Cette annonce marque la deuxième alerte en deux mois, après un premier avertissement lié aux droits de douane américains. Pour les bureaux d'études, cette nouvelle coupe dans les objectifs souligne la difficulté du groupe à redresser la barre, alors que la seconde moitié de l'année représente traditionnellement 70% du bénéfice annuel. Seb publiera ses chiffres du troisième trimestre le 23 octobre, une date désormais très attendue par ses actionnaires.

Le monde d'après : deal hors norme

La fièvre de l'intelligence artificielle continue d'animer Wall Street. OpenAI (Chat GPT) a annoncé ce lundi une commande colossale de processeurs graphiques auprès d'AMD, pour une capacité équivalente à 6 gigawatts, soit la puissance de quatre réacteurs nucléaires de dernière génération. Ces puces équiperont les futurs data centers d'OpenAI à partir de 2026.

Si le montant du contrat n'a pas été dévoilé, Bloomberg évoque des dizaines, voire des centaines de milliards de dollars. Une telle commande repositionne clairement AMD comme un rival crédible de Nvidia, jusque-là largement dominant sur le marché des puces d'IA. L'accord va plus loin qu'un simple partenariat technologique. OpenAI deviendra également actionnaire d'AMD, via des instruments dérivés lui donnant droit jusqu'à 160 millions d'actions, soit plus de 34 milliards de dollars au cours actuel.

En Bourse, la réaction ne s'est pas fait attendre, le titre AMD s'envole de plus de 30% à l'ouverture, soutenu par cette annonce historique.
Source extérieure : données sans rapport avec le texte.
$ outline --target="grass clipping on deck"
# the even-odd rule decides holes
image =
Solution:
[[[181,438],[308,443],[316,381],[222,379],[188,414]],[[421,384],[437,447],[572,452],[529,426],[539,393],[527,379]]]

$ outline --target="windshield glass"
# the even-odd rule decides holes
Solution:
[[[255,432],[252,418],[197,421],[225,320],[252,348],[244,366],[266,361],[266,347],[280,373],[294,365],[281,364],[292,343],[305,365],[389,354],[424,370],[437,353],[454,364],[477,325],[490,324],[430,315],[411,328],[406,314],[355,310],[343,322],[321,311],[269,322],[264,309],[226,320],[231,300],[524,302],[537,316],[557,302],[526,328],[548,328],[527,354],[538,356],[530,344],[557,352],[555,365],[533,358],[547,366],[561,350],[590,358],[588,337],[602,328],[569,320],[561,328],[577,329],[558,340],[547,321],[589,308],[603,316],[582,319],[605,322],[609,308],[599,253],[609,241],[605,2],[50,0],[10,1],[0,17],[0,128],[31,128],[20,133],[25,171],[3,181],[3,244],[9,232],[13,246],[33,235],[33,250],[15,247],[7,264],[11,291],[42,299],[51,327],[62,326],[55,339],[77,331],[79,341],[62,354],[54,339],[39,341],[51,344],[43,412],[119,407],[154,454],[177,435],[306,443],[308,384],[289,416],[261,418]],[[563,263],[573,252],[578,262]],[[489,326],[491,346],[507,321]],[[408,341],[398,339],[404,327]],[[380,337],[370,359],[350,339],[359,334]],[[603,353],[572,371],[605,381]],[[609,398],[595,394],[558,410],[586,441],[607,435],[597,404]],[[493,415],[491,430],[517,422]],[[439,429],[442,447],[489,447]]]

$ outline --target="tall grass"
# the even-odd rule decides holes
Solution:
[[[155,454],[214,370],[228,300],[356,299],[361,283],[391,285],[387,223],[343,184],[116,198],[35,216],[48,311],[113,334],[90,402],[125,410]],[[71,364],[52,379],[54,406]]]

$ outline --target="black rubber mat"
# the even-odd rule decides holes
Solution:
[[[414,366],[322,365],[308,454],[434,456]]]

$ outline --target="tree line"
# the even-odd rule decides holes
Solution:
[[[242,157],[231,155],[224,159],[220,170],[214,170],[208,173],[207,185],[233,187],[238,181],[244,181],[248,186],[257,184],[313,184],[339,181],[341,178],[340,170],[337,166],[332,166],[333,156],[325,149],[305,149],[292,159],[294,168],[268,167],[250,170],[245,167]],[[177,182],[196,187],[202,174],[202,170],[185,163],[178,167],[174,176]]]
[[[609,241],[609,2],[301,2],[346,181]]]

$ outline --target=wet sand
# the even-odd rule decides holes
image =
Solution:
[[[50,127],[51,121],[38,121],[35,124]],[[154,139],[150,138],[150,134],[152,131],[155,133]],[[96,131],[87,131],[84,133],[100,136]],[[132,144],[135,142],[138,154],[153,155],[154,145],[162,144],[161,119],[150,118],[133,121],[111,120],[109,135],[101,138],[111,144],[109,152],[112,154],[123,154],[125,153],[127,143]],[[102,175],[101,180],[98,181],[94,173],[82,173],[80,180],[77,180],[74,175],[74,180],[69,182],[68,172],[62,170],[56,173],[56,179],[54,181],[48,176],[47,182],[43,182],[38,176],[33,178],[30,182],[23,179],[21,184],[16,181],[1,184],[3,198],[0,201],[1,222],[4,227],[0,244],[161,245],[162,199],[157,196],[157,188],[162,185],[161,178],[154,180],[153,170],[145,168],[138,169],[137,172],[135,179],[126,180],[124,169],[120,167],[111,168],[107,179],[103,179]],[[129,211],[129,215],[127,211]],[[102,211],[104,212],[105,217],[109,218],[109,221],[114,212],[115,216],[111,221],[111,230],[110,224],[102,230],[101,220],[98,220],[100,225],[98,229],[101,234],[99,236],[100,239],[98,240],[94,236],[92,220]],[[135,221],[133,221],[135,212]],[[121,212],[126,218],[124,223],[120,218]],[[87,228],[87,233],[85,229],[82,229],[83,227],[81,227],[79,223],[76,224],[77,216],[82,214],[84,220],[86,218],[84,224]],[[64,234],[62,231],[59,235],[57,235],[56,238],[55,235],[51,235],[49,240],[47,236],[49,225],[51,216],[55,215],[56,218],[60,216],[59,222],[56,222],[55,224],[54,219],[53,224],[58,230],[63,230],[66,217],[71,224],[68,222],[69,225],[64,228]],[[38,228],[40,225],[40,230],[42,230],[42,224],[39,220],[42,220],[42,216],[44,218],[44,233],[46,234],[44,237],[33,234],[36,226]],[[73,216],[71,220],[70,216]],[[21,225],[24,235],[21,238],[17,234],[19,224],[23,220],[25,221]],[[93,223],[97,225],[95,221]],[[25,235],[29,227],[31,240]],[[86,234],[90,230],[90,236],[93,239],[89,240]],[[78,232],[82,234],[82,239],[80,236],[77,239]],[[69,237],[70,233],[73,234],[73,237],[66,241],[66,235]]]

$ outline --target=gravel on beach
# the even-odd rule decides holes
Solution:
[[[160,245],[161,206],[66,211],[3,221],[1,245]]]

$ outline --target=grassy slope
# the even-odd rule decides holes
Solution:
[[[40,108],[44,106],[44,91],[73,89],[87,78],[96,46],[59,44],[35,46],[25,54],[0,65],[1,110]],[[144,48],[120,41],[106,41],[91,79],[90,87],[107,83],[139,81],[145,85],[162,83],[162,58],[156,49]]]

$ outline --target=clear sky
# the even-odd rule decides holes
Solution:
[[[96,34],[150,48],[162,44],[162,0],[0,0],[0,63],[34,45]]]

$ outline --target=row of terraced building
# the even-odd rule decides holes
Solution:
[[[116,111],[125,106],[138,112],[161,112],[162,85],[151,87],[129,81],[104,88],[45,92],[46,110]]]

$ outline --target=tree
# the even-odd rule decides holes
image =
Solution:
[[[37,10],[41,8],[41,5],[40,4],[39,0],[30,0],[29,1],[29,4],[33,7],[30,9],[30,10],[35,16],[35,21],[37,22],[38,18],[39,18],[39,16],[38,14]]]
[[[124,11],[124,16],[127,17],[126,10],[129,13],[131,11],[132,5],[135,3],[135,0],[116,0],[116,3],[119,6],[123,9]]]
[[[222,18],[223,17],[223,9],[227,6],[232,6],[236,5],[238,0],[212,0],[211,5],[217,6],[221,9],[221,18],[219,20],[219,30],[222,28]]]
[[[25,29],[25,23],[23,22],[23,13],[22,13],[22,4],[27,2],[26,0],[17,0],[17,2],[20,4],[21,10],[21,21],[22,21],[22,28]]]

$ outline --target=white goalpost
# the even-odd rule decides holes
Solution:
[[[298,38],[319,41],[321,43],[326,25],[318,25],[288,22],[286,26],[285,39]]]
Pour AMD, c'est une double victoire : un contrat massif et une légitimation dans la course mondiale à la puissance de calcul.
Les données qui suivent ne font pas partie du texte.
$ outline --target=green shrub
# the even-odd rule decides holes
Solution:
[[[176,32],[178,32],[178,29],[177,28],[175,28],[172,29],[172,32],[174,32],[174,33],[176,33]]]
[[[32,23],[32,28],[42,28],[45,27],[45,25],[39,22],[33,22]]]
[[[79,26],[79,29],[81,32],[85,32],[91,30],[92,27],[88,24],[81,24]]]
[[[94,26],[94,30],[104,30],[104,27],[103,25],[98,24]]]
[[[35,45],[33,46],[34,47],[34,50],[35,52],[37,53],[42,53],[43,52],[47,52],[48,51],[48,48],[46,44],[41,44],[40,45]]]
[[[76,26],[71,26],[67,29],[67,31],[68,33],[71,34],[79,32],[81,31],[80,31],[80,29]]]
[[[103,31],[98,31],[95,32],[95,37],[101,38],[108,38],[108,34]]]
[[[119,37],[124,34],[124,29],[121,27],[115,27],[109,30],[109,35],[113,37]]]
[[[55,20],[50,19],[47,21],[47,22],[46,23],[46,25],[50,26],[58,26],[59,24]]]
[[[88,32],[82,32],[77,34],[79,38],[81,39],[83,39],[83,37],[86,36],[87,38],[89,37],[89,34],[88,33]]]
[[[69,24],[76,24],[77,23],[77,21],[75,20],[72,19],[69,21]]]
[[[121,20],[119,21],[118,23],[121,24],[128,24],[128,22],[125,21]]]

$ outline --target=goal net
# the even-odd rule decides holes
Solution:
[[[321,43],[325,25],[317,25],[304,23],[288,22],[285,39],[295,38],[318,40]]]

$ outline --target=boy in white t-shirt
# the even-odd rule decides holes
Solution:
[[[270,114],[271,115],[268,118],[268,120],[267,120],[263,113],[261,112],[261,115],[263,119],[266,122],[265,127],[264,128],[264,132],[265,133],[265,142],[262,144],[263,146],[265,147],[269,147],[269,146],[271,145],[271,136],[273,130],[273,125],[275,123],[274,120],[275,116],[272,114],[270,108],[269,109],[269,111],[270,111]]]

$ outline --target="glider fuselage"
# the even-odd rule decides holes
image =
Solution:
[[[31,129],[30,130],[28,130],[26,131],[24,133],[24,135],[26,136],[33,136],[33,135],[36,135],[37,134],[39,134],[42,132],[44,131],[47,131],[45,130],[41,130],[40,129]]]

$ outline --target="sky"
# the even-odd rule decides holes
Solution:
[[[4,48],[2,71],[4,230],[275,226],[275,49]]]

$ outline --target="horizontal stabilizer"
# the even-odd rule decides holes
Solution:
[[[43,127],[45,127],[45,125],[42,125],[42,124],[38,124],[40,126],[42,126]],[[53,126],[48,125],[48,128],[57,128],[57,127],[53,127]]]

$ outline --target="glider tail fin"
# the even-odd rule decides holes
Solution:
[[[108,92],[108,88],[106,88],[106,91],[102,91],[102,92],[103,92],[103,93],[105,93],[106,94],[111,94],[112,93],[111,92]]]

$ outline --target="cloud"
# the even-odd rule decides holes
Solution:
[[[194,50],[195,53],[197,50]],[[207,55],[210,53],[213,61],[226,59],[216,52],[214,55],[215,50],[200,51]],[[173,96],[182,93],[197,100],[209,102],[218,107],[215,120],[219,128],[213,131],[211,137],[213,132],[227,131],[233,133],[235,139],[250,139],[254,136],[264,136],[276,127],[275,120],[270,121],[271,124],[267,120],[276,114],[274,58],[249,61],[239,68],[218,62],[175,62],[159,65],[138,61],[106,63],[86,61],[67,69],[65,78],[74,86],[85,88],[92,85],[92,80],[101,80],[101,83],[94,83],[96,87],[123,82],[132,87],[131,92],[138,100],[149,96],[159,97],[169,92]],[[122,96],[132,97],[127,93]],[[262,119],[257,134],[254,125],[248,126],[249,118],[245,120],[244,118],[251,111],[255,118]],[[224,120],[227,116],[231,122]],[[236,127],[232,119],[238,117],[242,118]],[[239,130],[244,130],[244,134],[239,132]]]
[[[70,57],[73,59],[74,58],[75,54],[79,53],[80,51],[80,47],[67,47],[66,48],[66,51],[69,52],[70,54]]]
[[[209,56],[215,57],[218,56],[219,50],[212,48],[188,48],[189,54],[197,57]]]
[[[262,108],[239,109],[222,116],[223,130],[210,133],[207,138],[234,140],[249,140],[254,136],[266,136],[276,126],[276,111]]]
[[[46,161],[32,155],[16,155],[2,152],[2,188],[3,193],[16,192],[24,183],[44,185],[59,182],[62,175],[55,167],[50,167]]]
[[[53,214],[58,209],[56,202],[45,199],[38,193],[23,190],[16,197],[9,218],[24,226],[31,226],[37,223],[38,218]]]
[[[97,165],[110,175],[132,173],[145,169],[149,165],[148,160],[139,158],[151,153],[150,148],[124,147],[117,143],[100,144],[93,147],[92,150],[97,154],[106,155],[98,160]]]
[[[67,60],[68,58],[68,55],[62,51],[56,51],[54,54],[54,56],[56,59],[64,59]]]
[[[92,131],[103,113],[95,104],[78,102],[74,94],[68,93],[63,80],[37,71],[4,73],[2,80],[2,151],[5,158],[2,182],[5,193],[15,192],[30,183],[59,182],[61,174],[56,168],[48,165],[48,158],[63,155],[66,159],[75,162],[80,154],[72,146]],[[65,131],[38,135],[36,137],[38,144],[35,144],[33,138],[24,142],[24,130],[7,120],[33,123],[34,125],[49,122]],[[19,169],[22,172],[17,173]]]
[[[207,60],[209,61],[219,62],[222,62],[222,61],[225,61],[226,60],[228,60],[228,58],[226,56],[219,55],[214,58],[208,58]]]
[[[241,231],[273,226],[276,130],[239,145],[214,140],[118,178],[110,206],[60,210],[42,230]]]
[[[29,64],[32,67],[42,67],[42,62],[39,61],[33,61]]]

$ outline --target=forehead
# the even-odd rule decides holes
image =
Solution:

Mais derrière ces chiffres vertigineux, certains bureaux d'analyse commencent à s'interroger sur les liens de plus en plus concentrés entre les géants de l'IA. Après les 100 milliards de dollars investis par Nvidia dans OpenAI, dont une partie revient ensuite à Nvidia via ses ventes de puces, ce nouveau contrat alimente le débat sur une bulle d'autofinancement dans la tech. L'IA continue d'attirer des capitaux colossaux.

L'agenda du lundi : une semaine étonnante

Cette semaine devrait être dominée par la crise politique en France. Le CAC 40 et les autres indices européens vont continuer de réagir à ses développements, d'autant que l'actualité économique américaine s'annonce limitée. Le shutdown entraîne, en effet, la fermeture de plusieurs administrations chargées de publier les statistiques officielles. Une semaine donc assez singulière s'ouvre sur les marchés... Deux rendez-vous sont néanmoins attendus jeudi : LVMH publiera ses résultats du troisième trimestre, tandis que la BCE dévoilera le compte rendu de sa dernière réunion de politique monétaire.

Demain à la une : les niveaux à suivre

Aucune publication majeure n'est attendue demain. Comme aujourd'hui, les marchés devront se passer des volumes chinois (jours fériés). Après la forte volatilité de ce lundi, quels sont les niveaux à surveiller sur le CAC 40 ? À court terme, les acheteurs devraient viser en priorité les 8 000 et 8 050 points par extension. Et les vendeurs, les 7 925 et 7 865 points. Clairement, les développements politiques devraient être déterminants pour le CAC dans les prochains jours.

Le lexique : le spread

Le spread France-Allemagne désigne l'écart de rendement entre les obligations d'État françaises (OAT) et allemandes (Bund) de même maturité, généralement à 10 ans. Il mesure la prime de risque exigée par les investisseurs pour détenir de la dette française plutôt que la référence allemande, considérée comme la plus sûre de la zone euro. Un écart de 80 points de base constitue un seuil critique, étroitement surveillé par les investisseurs.